System 100 may perform a provenance analysis 114, such as through using Statistical Packet Anomaly Detection Environments (SPADE) or BlockSci, on the blockchain ledger. System 100 may use other parsers 116 to parse the blockchain ledger to extract useful data, such as transactions, other cryptocurrency addresses, or the like. For example, system 100 may perform a provenance analysis 114 using provenance middleware, such as SPADE, to conduct and analyze wide range of provenance-based queries. For example, system 100 may discover all available paths (even through multiple intermediate transactions) between a payer and payee. System 100 may conduct an ancestral lineage query which may return all payers whose cryptocurrency goes to a specific transaction or payee. System 100 may conduct a query for descendants which may determine all payees who received all or part of a payment. System 100 may inspect an agent vertex (associated with a cryptocurrency address) which may allow all the incoming and outgoing payments to be directly identified.
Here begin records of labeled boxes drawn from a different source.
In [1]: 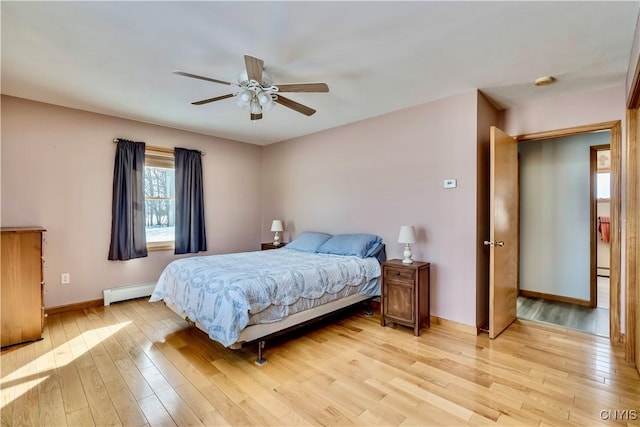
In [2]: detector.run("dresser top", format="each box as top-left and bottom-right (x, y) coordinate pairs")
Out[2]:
(0, 226), (47, 233)
(383, 259), (429, 268)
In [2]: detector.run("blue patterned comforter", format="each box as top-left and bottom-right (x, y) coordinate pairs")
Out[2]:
(150, 248), (380, 346)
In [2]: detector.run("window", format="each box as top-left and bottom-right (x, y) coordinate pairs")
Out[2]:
(596, 172), (611, 199)
(144, 146), (176, 250)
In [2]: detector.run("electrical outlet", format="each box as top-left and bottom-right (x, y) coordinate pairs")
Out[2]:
(443, 179), (458, 188)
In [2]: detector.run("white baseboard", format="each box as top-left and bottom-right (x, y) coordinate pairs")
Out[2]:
(102, 283), (156, 306)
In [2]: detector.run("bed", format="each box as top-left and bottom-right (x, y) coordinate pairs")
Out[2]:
(150, 232), (385, 364)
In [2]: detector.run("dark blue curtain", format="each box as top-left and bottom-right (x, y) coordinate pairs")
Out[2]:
(109, 139), (147, 261)
(174, 148), (207, 254)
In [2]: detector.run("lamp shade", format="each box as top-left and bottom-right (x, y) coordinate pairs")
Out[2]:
(398, 225), (416, 243)
(271, 219), (284, 231)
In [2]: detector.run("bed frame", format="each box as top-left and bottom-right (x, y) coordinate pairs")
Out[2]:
(165, 294), (376, 365)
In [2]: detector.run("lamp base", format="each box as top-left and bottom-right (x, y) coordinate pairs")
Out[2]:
(402, 243), (413, 264)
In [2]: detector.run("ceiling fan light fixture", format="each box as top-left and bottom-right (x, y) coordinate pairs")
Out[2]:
(533, 76), (556, 86)
(251, 98), (262, 114)
(173, 55), (329, 121)
(258, 90), (272, 106)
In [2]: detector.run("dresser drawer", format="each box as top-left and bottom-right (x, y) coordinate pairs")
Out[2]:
(384, 266), (416, 282)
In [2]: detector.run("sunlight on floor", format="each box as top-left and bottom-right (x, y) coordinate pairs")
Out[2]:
(0, 321), (131, 408)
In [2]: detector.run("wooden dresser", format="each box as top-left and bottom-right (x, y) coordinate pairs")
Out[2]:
(380, 259), (431, 336)
(0, 227), (46, 347)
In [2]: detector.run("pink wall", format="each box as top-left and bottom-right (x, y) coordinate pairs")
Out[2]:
(262, 91), (488, 326)
(1, 96), (262, 307)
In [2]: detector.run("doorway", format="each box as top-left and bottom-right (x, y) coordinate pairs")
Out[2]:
(518, 132), (610, 336)
(485, 121), (622, 342)
(517, 121), (621, 342)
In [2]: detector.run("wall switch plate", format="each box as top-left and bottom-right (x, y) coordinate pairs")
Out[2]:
(443, 179), (458, 188)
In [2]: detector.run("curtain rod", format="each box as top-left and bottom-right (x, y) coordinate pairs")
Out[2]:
(113, 138), (207, 156)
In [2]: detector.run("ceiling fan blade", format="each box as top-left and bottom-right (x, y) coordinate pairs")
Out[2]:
(275, 95), (316, 116)
(173, 71), (232, 85)
(276, 83), (329, 92)
(192, 93), (238, 105)
(244, 55), (264, 84)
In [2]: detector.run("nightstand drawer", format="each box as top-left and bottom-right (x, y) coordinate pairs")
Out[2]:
(384, 267), (416, 282)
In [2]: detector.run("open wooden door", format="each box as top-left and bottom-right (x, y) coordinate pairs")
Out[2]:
(484, 126), (519, 338)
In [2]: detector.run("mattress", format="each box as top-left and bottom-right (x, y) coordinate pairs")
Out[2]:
(150, 248), (380, 346)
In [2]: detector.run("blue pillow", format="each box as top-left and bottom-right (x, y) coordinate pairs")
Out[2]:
(286, 231), (331, 252)
(318, 234), (382, 258)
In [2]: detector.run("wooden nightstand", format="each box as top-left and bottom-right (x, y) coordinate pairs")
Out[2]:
(380, 259), (430, 336)
(260, 242), (287, 251)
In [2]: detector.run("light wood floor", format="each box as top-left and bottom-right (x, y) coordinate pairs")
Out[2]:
(0, 300), (640, 426)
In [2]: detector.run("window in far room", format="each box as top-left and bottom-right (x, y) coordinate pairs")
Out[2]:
(144, 146), (176, 250)
(596, 172), (611, 200)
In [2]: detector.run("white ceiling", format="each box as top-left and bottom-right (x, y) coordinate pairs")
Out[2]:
(1, 0), (640, 145)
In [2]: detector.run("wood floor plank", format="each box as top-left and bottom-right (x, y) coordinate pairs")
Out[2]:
(138, 394), (176, 427)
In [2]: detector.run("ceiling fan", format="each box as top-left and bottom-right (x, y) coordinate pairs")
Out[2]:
(173, 55), (329, 121)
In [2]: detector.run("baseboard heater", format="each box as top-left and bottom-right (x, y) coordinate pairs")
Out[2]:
(102, 283), (156, 306)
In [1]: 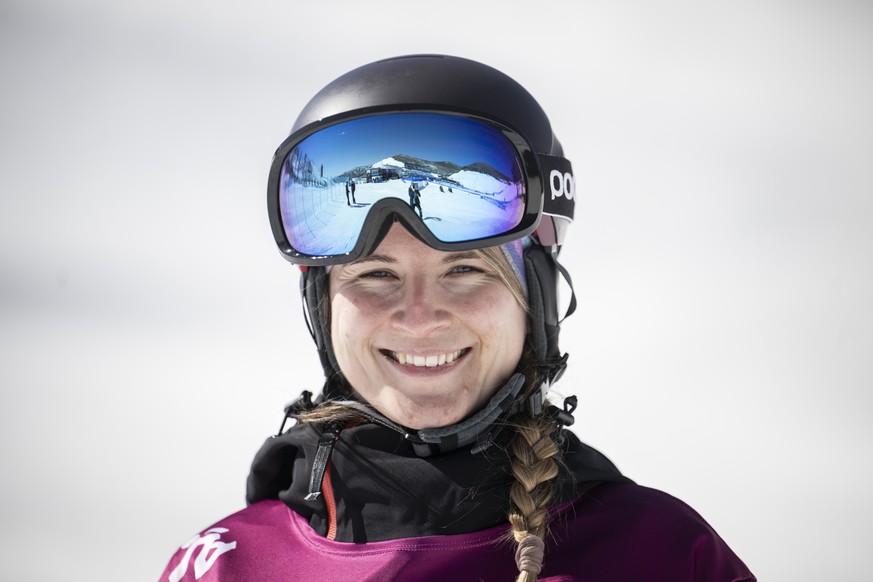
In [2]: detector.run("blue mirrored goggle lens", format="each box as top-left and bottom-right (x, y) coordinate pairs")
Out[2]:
(279, 113), (527, 256)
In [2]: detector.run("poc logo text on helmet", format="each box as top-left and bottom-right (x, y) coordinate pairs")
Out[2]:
(549, 170), (576, 200)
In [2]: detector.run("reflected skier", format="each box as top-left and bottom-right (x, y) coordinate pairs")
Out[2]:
(409, 182), (424, 220)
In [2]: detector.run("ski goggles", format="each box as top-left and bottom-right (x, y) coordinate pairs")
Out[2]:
(267, 112), (575, 266)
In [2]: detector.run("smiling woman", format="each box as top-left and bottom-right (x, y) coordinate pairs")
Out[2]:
(330, 223), (526, 429)
(161, 55), (755, 582)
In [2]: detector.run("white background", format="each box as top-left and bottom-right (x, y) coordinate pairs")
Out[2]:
(0, 0), (873, 582)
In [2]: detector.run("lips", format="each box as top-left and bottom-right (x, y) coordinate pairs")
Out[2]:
(382, 348), (469, 368)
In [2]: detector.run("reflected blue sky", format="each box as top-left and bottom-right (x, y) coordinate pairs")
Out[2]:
(297, 113), (517, 177)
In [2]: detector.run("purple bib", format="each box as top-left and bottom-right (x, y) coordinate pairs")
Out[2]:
(160, 483), (755, 582)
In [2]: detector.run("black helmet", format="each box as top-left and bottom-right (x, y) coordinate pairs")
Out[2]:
(268, 55), (575, 410)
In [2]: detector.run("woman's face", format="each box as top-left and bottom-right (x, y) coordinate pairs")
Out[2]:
(330, 224), (527, 429)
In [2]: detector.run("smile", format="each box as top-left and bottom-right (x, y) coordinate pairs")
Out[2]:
(384, 349), (467, 368)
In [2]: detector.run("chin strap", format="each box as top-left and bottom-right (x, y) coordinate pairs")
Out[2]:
(277, 370), (576, 460)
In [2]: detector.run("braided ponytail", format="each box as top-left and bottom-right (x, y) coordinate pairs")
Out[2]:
(509, 414), (561, 582)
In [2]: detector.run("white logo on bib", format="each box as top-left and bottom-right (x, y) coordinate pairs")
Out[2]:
(169, 527), (236, 582)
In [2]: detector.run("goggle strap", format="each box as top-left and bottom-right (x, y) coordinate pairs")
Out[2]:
(538, 154), (576, 221)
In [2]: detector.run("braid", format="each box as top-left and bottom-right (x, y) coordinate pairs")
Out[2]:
(509, 414), (560, 582)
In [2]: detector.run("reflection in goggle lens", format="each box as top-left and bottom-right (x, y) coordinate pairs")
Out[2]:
(279, 113), (526, 256)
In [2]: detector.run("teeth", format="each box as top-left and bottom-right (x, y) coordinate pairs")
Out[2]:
(388, 350), (461, 368)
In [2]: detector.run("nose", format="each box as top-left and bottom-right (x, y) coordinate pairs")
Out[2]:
(391, 275), (452, 337)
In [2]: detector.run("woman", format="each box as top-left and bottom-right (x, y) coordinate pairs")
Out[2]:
(161, 55), (755, 582)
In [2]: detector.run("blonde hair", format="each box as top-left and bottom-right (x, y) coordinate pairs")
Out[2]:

System 100 may also perform a causality analysis 122 and a neighborhood analysis 124. A causality analysis may establish a cause and effect. Such an analysis may include determining a correlation, determining a sequence in time where the potential cause occurs before the potential effect, a plausible mechanism for the potential effect to flow from the potential cause, and eliminating the possibility of other causes.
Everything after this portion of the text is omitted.